According to Korb & Linsenmair (2000) the air does indeed circulate in the mound but predominantly in the reverse direction and is not powered by the internal heat of the mound but by the sun. During the day the sun heats the outer wall of the mound, causing air in the superficial passages to rise and be forced down into the cooler living area. At night, the greater heat of the mound core compared to the wan may actually bring about the circulation Luscher claimed. In some ways this flexibility in the way the architecture directs the air flow is even more satisfying than Luscher's model, and crucially the present study confirms the feature that 'green' architects are most excited about; the apparently solid walls do 'breathe', allowing gas exchange and at the same time keeping hostile aspects of the outside world at bay.
My second animal building story is about parasite manipulation of host behaviour. Parasites exploit their hosts, feeding on their resources in order to multiply and move on to new hosts. Some parasites can manipulate the behaviour of their hosts in order, for example, to make transmission to another host more likely. The manipulation may be very simple; it can, for example, be argued that a common cold virus, by making you sneeze in a crowded bus, is manipulating your behaviour to aid its transmission.
Manipulating the host to build a safe place for the parasite to rest up is an altogether more sophisticated kind of control. The host in this case is a tropical spider and the parasite is the larva of a parasitic ichneumonid wasp. The larva fives on the outside of the spider, lapping its blood through a small wound. The spider meanwhile continues to make webs, catch insect prey and try to grow.

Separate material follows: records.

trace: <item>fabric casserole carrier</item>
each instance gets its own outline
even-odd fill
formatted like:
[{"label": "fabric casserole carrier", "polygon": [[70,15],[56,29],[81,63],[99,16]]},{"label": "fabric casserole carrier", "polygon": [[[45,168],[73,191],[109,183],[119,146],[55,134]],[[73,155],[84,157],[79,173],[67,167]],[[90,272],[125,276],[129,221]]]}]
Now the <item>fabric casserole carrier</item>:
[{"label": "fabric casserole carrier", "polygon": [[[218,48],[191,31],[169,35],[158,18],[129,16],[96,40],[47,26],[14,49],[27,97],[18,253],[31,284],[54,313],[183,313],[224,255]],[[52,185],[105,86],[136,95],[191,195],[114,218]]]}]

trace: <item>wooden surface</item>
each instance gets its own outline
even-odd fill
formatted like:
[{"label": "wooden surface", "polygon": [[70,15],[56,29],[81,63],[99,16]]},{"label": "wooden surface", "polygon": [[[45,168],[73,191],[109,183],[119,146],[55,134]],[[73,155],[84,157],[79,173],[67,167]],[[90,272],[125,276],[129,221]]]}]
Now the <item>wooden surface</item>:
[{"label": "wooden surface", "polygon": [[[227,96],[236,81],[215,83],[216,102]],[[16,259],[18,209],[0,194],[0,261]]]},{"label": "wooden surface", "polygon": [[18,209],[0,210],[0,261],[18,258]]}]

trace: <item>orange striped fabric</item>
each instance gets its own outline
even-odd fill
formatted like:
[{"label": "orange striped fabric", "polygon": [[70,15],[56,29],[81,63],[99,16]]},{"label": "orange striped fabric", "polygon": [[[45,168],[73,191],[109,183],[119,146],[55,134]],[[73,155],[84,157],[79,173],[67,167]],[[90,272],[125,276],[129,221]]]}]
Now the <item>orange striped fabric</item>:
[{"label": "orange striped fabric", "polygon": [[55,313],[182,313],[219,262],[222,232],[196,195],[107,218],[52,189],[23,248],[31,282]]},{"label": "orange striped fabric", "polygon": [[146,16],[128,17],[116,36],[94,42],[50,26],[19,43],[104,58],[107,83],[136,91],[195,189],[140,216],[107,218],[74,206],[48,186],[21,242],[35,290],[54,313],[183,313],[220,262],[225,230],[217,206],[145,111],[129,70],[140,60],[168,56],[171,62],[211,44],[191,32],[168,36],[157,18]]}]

It is, however, the wasp larva that is doing most of the growing and on reaching maturity has almost no further use for the spider. Almost, but not quite - some kind of chemical signal is now injected by the parasite through the wound into the spider's blood, whereupon as its final act the spider makes a unique miniature web from which the parasite larva can hang its cocoon in safety while it transforms itself into an adult wasp.
References Eberhard, William G. (2000). Spider manipulation of a wasp larva. Nature, 406, 255 - 256. Korb, Judith and Linsenmair, Karl E. (2000). Ventilation of termite mounds: new results require a new model. Behavioural Ecology, 11, 486 - 494.